Some of its extreme right-wing members of cabinet have made it clear they’re unwilling to make any concessions.
“Netanyahu’s not going to give up the principles,” said Menachem Klein, a professor of political science at Bar-Ilan University.
“It will be very difficult to find common ground. From Netanyahu’s perspective, it’s purely tactics.”
How Netanyahu may have backed himself into a corner
In his ambitious gambit to try and overhaul the courts, the prime minister — who has always been two steps ahead of his opponents — might have made an uncommon misstep and backed himself into a corner, according to Mr Pfeffer.
“Netanyahu is in a lose-lose situation now,” he said.
“He is looking at a situation where he’s lost control of the country even though his government is still in power.”
Whether or not the judicial overhaul succeeds, the last few months of unrest triggered by the proposal have laid bare a deep ideological divide in Israeli society over the country’s very soul.
On the one extreme, there are those who support the judicial overhaul who want an Israel grounded in religious Jewish law. Critics argue this would further imperil the rights and lives of Palestinians, women and other minorities.
While on the other hand, there are those who oppose it and want to see Israel build its credentials as a liberal democracy with robust institutions trumping religious influence.

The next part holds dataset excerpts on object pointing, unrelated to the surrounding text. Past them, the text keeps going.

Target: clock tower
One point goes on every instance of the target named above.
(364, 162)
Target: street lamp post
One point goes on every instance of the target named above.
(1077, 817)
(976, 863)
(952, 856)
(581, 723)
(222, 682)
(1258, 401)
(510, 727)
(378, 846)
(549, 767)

“We are in a cold civil war,” said Professor Klein.
“A civil war between two camps, two communities, two social structures.”
People power could play a role going forward
Although they share some similarities, Israel’s democracy differs widely from Australia’s.
For one, Israel has no constitution, making the High Court pivotal in its role as a check on government power and the encroachment of religious law.
Secondly, Israel oversees a brutal, decades-long military occupation over millions of Palestinians in the West Bank and effectively blockades the Gaza strip.
Those Palestinians living under Israeli rule in the West Bank share none of the democratic rights enjoyed by citizens of Israel.
“It’s a very distorted democracy to say the least,” said Dr Ghassan Khatib, a lecturer at Birzeit University in the occupied West Bank, and a former Palestinian politician.
While many Israelis might view the country’s High Court as an important bastion of democracy, Palestinians view the Israeli courts as a key instrument for their oppression.
“The Israeli judicial system has been a tool employed by Israel to appropriate land illegally, to deprive Palestinians of their rights, to discriminate against Palestinians inside Israel,” Dr Khatib said.
As Israelis and Palestinians await the outcome of the government’s negotiations, public anger in Israel is unlikely to evaporate entirely, even if protests for the time being have thinned.
The mass groundswell of public opposition in the streets of Israeli towns and cities has played an outsized role in deciding the outcome, according to Mr Pfeffer, whatever that may be.
“Quite frankly, the protest movement didn’t see themselves being so successful.”